Instructions for updating:
To construct input pipelines, use the `tf.data` module.
Instructions for updating:
To construct input pipelines, use the `tf.data` module.


({'x': <tf.Tensor 'random_shuffle_queue_DequeueMany:1' shape=(128, 784) dtype=float64>},
 <tf.Tensor 'random_shuffle_queue_DequeueMany:2' shape=(128,) dtype=int64>)

### Define input function for Evaluation 

In [7]:
test_input_fn = tf.estimator.inputs.numpy_input_fn(
    x = {"x": np.array(X_test)},
    y = np.array(y_test),
    num_epochs=1,
    shuffle=False
)

### Define neural network 

In [8]:
def dnn_model(inputs, reuse, is_training=False):
    with tf.variable_scope("DNN_NET", reuse=reuse):
        x = inputs["x"]
        fc1 = tf.layers.dense(x, units=512, activation=tf.nn.relu)
        fc1 = tf.layers.dropout(fc1, rate=0.4, training=is_training)
        fc2 = tf.layers.dense(fc1, units=256, activation=tf.nn.relu)
        fc2 = tf.layers.dropout(fc2, rate=0.4, training=is_training)
        fc3 = tf.layers.dense(fc2, units=128, activation=tf.nn.relu)
        fc3 = tf.layers.dropout(fc3, rate=0.4, training=is_training)
        out = tf.layers.dense(fc3, units=10)

        return out

In [9]:
def cnn_model(inputs, reuse, is_training=False):
    with tf.variable_scope("Conv_NET", reuse=reuse):
        ## Input layer
        # MNIST data input is a 1-D vector of 784 features.
        # Reshape each example to match the format: [batch_size X img_height X img_width X channel]

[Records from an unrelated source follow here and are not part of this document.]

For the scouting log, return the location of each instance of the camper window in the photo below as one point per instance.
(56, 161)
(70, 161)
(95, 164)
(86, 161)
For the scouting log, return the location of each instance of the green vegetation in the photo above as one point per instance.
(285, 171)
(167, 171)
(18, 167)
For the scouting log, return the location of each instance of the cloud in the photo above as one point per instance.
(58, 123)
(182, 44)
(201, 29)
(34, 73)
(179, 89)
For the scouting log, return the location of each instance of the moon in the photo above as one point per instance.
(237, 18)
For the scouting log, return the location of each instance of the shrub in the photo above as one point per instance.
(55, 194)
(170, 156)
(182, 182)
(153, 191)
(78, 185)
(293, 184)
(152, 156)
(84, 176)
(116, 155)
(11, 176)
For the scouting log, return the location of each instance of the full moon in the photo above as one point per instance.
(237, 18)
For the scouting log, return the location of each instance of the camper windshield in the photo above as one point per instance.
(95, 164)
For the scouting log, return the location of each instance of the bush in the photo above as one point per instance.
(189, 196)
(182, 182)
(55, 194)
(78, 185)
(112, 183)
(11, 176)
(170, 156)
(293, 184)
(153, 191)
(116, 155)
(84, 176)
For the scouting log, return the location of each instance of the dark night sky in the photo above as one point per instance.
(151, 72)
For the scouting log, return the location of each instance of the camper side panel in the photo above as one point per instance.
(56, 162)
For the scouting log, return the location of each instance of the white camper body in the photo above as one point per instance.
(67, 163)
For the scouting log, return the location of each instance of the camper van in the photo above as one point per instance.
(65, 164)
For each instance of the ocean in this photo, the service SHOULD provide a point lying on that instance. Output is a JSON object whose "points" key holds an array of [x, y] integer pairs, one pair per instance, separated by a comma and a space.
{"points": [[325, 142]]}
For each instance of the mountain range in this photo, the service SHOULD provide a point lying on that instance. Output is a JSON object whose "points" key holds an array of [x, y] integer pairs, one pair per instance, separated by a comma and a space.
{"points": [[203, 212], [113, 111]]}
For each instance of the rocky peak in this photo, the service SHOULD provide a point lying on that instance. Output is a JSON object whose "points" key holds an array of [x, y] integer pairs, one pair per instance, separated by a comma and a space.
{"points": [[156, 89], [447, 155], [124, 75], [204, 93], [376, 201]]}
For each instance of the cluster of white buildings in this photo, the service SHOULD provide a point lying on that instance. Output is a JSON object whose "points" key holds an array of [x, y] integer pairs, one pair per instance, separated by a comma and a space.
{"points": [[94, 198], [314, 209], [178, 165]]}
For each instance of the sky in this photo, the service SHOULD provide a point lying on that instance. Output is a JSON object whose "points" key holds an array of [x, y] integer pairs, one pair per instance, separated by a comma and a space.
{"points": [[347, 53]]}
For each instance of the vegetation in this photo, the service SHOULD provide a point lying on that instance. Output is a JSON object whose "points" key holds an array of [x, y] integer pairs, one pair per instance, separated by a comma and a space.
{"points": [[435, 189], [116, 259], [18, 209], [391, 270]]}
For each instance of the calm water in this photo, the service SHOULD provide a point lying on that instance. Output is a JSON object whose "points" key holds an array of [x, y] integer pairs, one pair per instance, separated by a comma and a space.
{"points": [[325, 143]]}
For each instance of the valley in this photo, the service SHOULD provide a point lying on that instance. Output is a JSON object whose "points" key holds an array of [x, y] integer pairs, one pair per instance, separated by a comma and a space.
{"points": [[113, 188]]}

        input_layer = tf.reshape(inputs["x"], shape=[-1, 28, 28, 1])
        
        ## Convolutional Layer and Pooling Layer#1
        # Convolution layer with 32 filters with kernel size [5 X 5] with ReLU activation function.
        conv_layer1 = tf.layers.Conv2D(
            filters=32,
            kernel_size=[5, 5],
            padding="same",
            activation=tf.nn.relu
        )
        conv1 = conv_layer1.apply(inputs=input_layer)
        # Max pooling with filter size [2 X 2] and stride of 2 (specifies pooled region do not overlap)
        pool1 = tf.layers.max_pooling2d(
            inputs=conv1,
            pool_size=[2, 2],
            strides=2
        )
        
        ## Convolutional Layer and Pooling Layer#2
        # Convolution layer with 64 filters with kernel size [5 X 5] with ReLU activation function.
        conv_layer2 = tf.layers.Conv2D(
            filters=64,
            kernel_size=[5, 5],
            padding="same",
            activation=tf.nn.relu
        )
        conv2 = conv_layer2.apply(inputs=pool1)
        # Max pooling with filter size [2 X 2] and stride of 2 (specifies pooled region do not overlap)
        pool2 = tf.layers.max_pooling2d(
            inputs=conv2,
            pool_size=[2, 2],
            strides=2
        )
            
        # Flatten the data to a 1-D vector for the Dense layer
        fc = tf.layers.flatten(pool2)

        # Dense Layer
        dense = tf.layers.dense(inputs=fc, units=1024, activation=tf.nn.relu)
        dense = tf.layers.dropout(inputs=dense, rate=0.25, training=is_training)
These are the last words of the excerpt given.